Agreed it's best when people play to their strengths but understand the rest of what's going down. Working with strictly front end and back end devs in the past, I've had a lot of problems with poor integration. Because they don't understand what's happening across that boundary well enough
Those are the self proclaimed “full-stack engineers” who watched a youtube tutorial on how to make a hello world page and never touched the front end again
I assume you're exaggerating a bit. usually when you have full stack devs doing UI work, it's not a UI/UX focused application (otherwise you'd have designers)

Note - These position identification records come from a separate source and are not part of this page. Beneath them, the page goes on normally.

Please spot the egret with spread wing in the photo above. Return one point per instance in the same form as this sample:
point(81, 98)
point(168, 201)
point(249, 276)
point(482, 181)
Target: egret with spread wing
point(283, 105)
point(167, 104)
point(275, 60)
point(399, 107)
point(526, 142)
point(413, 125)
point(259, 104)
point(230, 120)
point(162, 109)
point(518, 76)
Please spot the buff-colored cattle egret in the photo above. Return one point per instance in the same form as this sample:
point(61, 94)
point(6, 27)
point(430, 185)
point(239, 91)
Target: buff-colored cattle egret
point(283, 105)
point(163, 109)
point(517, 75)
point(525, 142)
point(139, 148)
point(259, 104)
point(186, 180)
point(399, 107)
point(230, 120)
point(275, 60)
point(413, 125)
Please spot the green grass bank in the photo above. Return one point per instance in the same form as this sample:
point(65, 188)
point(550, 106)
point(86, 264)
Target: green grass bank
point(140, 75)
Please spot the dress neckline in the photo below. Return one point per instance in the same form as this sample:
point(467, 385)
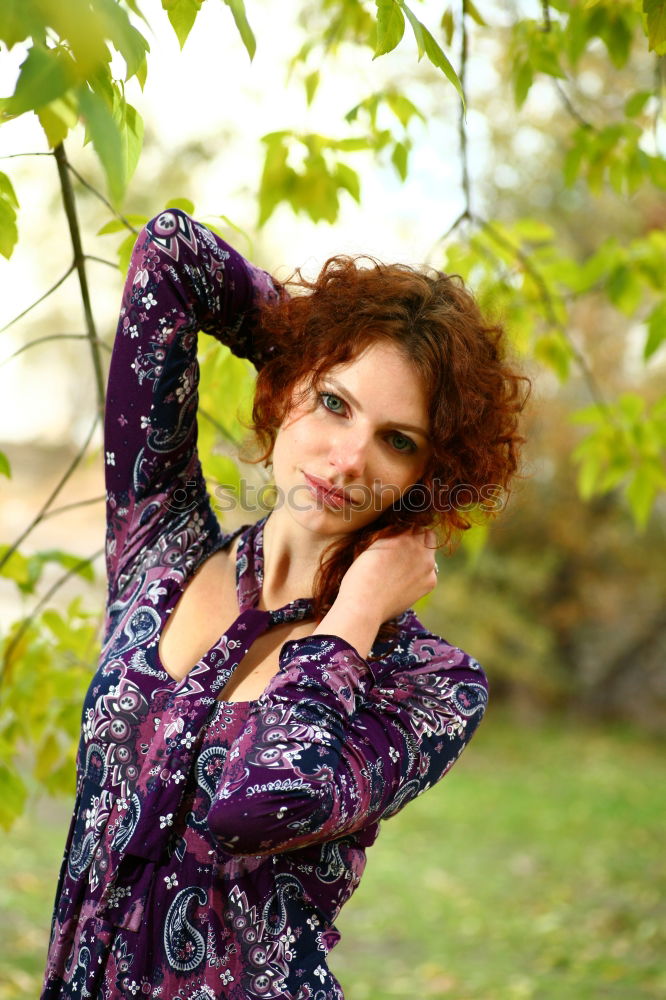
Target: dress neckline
point(250, 575)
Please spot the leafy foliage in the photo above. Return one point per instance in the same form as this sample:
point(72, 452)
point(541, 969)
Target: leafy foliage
point(526, 271)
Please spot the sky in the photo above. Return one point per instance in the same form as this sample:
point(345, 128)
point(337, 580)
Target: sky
point(210, 92)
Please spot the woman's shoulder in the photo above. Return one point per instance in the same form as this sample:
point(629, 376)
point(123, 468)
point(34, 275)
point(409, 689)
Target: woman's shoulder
point(417, 648)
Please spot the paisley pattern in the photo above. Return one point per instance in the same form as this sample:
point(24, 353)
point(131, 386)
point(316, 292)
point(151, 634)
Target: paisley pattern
point(212, 844)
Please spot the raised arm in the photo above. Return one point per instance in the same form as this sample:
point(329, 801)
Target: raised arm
point(329, 749)
point(182, 278)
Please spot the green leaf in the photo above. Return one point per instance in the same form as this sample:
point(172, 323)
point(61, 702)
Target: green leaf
point(655, 11)
point(13, 797)
point(16, 568)
point(438, 59)
point(625, 289)
point(117, 226)
point(656, 330)
point(142, 73)
point(124, 252)
point(44, 76)
point(124, 36)
point(640, 493)
point(523, 77)
point(184, 204)
point(553, 350)
point(399, 159)
point(58, 118)
point(390, 26)
point(348, 179)
point(447, 25)
point(8, 227)
point(106, 139)
point(635, 104)
point(418, 29)
point(130, 127)
point(18, 21)
point(311, 85)
point(472, 10)
point(182, 14)
point(237, 8)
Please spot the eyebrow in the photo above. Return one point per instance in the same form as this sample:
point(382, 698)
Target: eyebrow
point(355, 402)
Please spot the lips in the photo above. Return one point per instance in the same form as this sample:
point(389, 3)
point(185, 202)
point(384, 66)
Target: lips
point(335, 497)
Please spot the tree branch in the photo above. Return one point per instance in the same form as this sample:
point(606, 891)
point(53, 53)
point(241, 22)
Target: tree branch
point(98, 194)
point(547, 299)
point(80, 264)
point(217, 425)
point(27, 622)
point(63, 479)
point(41, 298)
point(72, 506)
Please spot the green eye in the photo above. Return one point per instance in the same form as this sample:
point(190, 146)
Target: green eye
point(329, 395)
point(409, 446)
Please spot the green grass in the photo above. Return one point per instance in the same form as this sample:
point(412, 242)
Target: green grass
point(535, 869)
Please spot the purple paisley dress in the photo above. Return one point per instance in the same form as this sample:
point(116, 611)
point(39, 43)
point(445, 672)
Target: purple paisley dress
point(212, 844)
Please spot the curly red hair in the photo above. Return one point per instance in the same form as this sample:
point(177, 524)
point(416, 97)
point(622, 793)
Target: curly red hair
point(474, 395)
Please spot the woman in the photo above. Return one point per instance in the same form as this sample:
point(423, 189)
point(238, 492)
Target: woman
point(265, 697)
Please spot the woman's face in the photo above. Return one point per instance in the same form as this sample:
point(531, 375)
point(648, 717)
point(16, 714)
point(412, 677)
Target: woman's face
point(363, 432)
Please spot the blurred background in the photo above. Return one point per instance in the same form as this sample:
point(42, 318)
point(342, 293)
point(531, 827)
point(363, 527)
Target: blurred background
point(536, 869)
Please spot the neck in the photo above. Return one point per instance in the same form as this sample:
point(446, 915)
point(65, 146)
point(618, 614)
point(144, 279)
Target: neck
point(291, 559)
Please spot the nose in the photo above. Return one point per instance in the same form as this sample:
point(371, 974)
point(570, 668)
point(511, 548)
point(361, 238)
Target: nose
point(348, 453)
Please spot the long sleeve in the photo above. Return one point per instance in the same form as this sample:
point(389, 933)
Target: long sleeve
point(182, 278)
point(329, 748)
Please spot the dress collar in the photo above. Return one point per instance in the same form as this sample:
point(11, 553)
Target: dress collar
point(250, 575)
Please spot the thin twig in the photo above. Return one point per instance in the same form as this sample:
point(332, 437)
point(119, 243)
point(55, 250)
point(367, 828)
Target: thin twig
point(101, 260)
point(45, 506)
point(41, 298)
point(50, 336)
point(14, 156)
point(462, 126)
point(79, 262)
point(27, 622)
point(573, 111)
point(98, 194)
point(659, 93)
point(72, 506)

So most full stack devs when they get UI work, it's a small, simple piece of their workload. Never get challenged, never upskill to the same level as the stuff you're more focused on
Hahaha that's ok I believe you. My point is FSD means a lot more than JavaScript and CSS. Things like middleware, data architecture, app deployment, networking/security, etc
Not everyone is gonna be an expert at every piece. People have strengths and weaknesses. Their weakness aligned with your strength is not a real comparison
I’m full stack because that was the title at my last role. I’m a data engineer now because that is the title at my current role.
That said, I know how to write html and css, but I have to look up the structure for an html every time (I never remember the correct syntax).

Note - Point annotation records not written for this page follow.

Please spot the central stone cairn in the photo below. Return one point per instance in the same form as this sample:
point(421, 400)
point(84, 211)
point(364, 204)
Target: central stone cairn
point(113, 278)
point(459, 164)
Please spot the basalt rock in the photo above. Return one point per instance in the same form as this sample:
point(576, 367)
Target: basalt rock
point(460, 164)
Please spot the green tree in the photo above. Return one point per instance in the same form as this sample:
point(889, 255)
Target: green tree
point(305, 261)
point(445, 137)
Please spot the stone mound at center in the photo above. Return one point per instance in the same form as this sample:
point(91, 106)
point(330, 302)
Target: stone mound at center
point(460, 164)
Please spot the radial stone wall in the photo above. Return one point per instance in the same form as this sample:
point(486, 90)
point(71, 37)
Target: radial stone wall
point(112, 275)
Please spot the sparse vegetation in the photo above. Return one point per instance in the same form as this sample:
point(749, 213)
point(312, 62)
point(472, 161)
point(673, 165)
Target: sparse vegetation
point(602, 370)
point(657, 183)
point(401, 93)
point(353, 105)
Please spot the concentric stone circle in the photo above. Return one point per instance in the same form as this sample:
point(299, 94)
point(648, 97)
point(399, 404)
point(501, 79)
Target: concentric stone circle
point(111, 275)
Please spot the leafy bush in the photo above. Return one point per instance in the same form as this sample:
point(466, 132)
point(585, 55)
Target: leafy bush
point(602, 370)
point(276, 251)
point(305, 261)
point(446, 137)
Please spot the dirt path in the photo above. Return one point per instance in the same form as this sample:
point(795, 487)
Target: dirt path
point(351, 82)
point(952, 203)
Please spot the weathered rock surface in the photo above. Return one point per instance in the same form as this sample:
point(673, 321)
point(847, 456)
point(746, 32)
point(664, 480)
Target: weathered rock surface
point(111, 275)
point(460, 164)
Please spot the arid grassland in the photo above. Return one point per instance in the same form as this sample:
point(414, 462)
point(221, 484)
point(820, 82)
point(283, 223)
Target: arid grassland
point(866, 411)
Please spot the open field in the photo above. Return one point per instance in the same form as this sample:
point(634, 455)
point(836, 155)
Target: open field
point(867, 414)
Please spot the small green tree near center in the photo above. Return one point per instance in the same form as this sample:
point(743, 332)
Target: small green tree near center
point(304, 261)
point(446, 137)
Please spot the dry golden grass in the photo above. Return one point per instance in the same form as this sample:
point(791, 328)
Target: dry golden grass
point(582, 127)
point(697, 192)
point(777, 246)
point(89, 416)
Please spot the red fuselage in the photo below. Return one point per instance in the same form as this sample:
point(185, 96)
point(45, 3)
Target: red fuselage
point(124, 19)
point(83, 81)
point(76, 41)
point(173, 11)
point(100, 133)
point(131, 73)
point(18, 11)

I’m full stack because my team consists of 3 people. I have a certain level of respect for front end only people. I had a weird UI bug that took me the better part of the day to figure out and it was just negative zeroes? I hate JS so much
Because with only 3 people, one person may drift to back-end and another to front-end, but the work won't be evenly divided and people will need to cross their boundaries to get all the work done.
Short answer is that they are usually those self-proclaimed full-stack. LOL. That's it.
or they are the ones who had undergone training. Yet, they are not just able to apply what they learned. lol
Must have been thise self-taught ones that never bothered learning the basics because they thought they could start ahead and didn't realize their importance.
Learning how to do it and actually using it are two different things. There are engineers who know what to do and have the idea on how to do it but can't.
Re-reading my statement I felt like I was a bit harsh about the facts. But definitely, things can be learned through experience when given enough time and effort.
Wonder if HTML/CSS has kinda been moved to the back burner with all the frame works gaining in importance. The HTML/CSS experts out there might be older because typically you really had to learn it to build on the web say 10-20 years ago.